Skip to main content

DocuMine Documentation

Extract entire section

The following rule aims to identify and extract sections within a document whose headlines contain a particular word (here: "references"). It targets sections within a document whose headlines contain the word, and creates section entities for each matching section from its SemanticNode.

You need a representation of the entity within DocuMine that your rule can refer to. For further information, please see Create entity. In the given example, the entity is called "References"; you need the entity’s technical name to write the respective extraction rule (here: references).

Code example:

rule "DOC.36.0: References"
    when
        $section: Section(getHeadline().containsStringIgnoreCase("references"))
    then
        entityCreationService.bySemanticNode($section, "references", EntityType.ENTITY)
            .ifPresent(snode -> snode.apply("DOC.36.0", "References found.")
        );
    end

The following table provides a detailed breakdown of the rule syntax:

Syntax

Explanation

rule "T.0.0"

Name of the rule

Each rule must have a unique name. For further information, please see Rule naming.

$section: Section(getHeadline().containsStringIgnoreCase("references"))

Filters for section elements whose headline contains the word "references", ignoring the capitalization of the word (case-insensitive).

entityCreationService

Invokes the class responsible for creating entities.

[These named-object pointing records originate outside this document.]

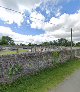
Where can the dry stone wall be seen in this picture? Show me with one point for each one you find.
(14, 66)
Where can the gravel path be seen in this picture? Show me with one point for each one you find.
(72, 84)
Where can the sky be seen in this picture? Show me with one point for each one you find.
(40, 20)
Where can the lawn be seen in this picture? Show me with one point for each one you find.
(44, 80)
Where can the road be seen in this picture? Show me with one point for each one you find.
(71, 84)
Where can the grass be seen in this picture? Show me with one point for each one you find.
(12, 52)
(44, 80)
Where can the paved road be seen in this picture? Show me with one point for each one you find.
(72, 84)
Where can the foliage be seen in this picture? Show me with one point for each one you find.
(55, 57)
(44, 80)
(56, 54)
(13, 70)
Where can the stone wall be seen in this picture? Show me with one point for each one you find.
(14, 66)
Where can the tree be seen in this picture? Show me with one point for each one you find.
(78, 44)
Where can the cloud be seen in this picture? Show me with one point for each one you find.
(59, 27)
(37, 20)
(10, 17)
(14, 4)
(19, 38)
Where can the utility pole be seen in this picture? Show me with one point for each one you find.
(71, 43)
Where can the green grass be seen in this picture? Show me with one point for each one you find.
(12, 52)
(44, 80)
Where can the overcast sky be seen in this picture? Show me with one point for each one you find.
(42, 20)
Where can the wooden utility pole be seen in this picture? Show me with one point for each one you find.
(71, 43)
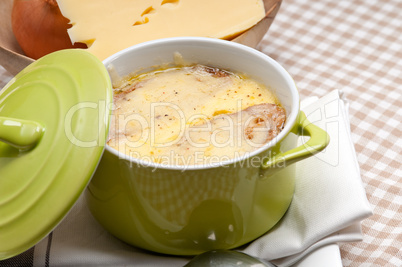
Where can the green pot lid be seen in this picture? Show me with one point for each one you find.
(54, 118)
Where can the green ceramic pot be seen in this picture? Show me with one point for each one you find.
(191, 209)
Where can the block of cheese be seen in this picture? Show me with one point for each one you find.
(109, 26)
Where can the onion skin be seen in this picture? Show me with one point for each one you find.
(40, 28)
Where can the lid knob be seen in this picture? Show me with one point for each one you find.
(22, 134)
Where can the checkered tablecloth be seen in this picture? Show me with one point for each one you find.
(355, 46)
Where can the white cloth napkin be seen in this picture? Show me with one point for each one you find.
(328, 205)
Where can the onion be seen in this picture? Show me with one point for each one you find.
(40, 28)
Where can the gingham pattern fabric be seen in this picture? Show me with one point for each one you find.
(355, 46)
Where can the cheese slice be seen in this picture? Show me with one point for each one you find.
(108, 26)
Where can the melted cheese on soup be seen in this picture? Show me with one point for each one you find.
(193, 115)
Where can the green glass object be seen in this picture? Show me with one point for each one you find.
(53, 123)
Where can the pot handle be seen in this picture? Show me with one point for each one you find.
(318, 141)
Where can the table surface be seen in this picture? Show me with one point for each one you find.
(354, 46)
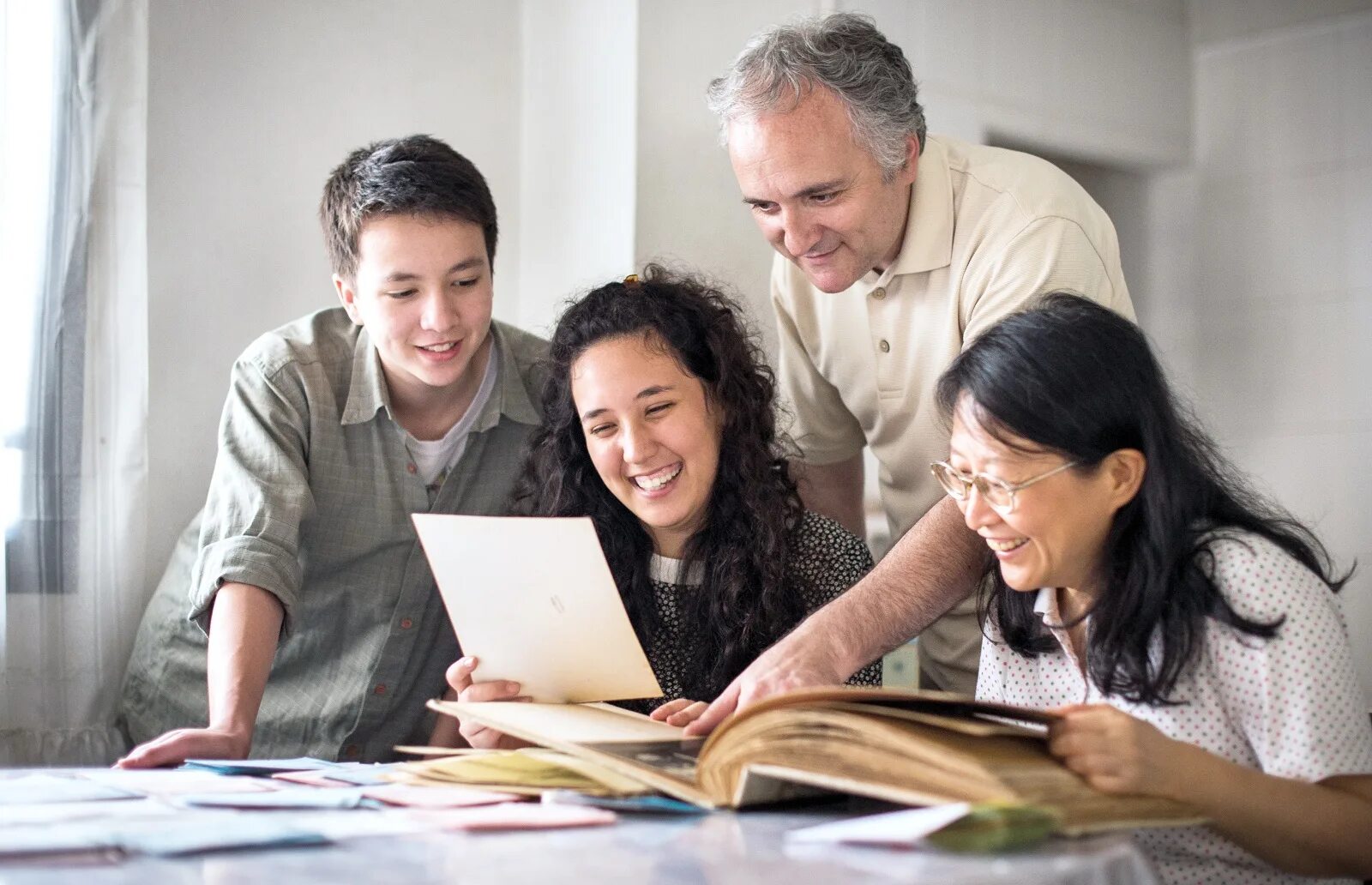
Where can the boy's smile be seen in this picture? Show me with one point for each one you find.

.bySemanticNode($section, "references", EntityType.ENTITY)

Invokes the “bySemanticNode” method to create an entity named "references" containing the provided section.

.ifPresent(snode -> snode.apply("T.0.0", "References found."))

Applies the “T.0.0” identifier and the message “References found.” to each entity created.

Notice

For further information about the methods listed in the table, please refer to the Javadoc.

Following the rule execution, you will be able to observe the following outcomes in the editor:

The extracted section is highlighted in the document using the color you defined for the "Reference" entity. The corresponding entry in the annotations list shows the entity name (Type: References).

Extract_entire_section_1_2.png

Result in document and annotation list